Es más, el esfuerzo de los trabajadores de los países ricos es, en varios sentidos importantes, la otra cara de los ingresos por encima y por debajo de ellos. La competencia de las exportaciones de las economías emergentes sin duda ha sido un factor para el descenso de los salarios en los países más ricos, aunque no ha sido la fuerza dominante. Más importante es que el incremento de los ingresos en la cima se obtuvo en gran medida a base de exprimir a los que estaban por debajo reduciendo los salarios, recortando las prestaciones, aplastando a los sindicatos y desviando una parte cada vez mayor de los recursos nacionales a los trapicheos financieros.
Y, quizá aún más importante, los ricos ejercen una influencia enormemente desproporcionada sobre la política. Las prioridades de las élites —la preocupación obsesiva por los déficits presupuestarios, con la consiguiente supuesta necesidad de cercenar los programas públicos— han contribuido en gran medida a ahondar el valle de la desesperación.
Así que, ¿quién defiende a los que han quedado atrás en este mundo de cumbres gemelas? Se podría haber esperado que los partidos convencionales de izquierdas adoptasen una actitud populista en nombre de las clases trabajadoras de sus países. Pero, en cambio, lo que hemos visto —por parte de líderes que van desde François Hollande en Francia a Ed Miliband en Gran Bretaña, y, sí, al presidente Obama— es un torpe balbuceo. (Obama, en realidad, ha hecho mucho por los estadounidenses trabajadores, pero es manifiestamente negado a la hora de vender sus logros).
Yo diría que el problema con estos líderes convencionales es que no se atreven a desafiar las prioridades de las élites, en particular su obsesión por los déficits públicos, por miedo a que se les considere irresponsables. Y eso deja el campo libre a los líderes no convencionales —algunos de ellos seriamente alarmantes— que están dispuestos a dar solución a la indignación y la desesperación de los ciudadanos de a pie.
Los izquierdistas griegos que podrían llegar al poder a finales de este mes son probablemente los menos peligrosos de todos, aunque sus exigencias de que se alivie la deuda y de que se ponga fin a la austeridad pueden provocar un tenso pulso con Bruselas. En otros lugares, sin embargo, observamos el ascenso de partidos nacionalistas y contrarios a los inmigrantes, como el Frente Nacional en Francia o el Partido de la Independencia de Reino Unido (UKIP, en sus siglas en inglés) en Gran Bretaña. Y hay gente todavía peor esperando entre bastidores.
Todo esto hace pensar en algunas analogías históricas desagradables. Recordemos que esta es la segunda vez que hemos experimentado una crisis financiera global seguida por una prolongada recesión en todo el mundo. Entonces, como ahora, cualquier respuesta eficaz a la crisis fue bloqueada por las élites que exigían presupuestos equilibrados y divisas estables. Y el resultado final fue dejar el poder en manos de personas, por así decirlo, no muy agradables.
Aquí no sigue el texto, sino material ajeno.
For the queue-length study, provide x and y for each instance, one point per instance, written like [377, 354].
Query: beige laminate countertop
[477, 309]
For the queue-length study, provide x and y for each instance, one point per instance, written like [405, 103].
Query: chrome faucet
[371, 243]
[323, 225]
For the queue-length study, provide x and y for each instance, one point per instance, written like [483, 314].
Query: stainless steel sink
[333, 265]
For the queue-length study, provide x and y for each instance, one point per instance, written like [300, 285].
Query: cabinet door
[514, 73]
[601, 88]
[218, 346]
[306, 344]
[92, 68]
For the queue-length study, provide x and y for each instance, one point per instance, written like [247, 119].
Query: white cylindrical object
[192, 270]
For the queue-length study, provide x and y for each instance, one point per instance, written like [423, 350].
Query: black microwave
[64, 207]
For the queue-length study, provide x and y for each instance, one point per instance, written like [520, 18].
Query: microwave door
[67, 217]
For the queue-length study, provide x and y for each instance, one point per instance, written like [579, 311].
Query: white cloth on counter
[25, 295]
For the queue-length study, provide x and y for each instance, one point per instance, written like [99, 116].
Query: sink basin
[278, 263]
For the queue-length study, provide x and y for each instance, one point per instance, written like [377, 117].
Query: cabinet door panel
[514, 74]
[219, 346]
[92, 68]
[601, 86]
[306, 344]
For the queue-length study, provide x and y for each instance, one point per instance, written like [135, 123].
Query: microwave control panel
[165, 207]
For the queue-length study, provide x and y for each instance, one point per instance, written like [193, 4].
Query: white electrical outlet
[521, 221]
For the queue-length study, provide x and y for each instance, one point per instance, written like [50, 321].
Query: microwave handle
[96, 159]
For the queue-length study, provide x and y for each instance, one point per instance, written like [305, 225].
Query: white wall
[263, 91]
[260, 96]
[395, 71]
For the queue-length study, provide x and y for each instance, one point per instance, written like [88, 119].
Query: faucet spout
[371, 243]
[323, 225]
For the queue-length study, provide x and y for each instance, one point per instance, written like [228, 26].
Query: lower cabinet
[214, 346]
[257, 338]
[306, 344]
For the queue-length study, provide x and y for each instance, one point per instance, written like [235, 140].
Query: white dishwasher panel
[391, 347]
No estoy insinuando que estemos al borde de repetir al pie de la letra la década de 1930, pero sí que afirmaría que los líderes políticos y de opinión tienen que afrontar el hecho de que nuestro actual sistema mundial no está funcionando bien para todos. Es fantástico para la élite y ha sido muy positivo para los países emergentes, pero el valle de la desesperación es algo muy real. Y van a pasar cosas malas si no hacemos algo al respecto.
* Paul Krugman, galardonado en 2008 con el premio del Banco de Suecia en homenaje a Alfred Nobel, es profesor de Economía de la Universidad de Princeton.
Fuente: El País/ Traducción de News Clips.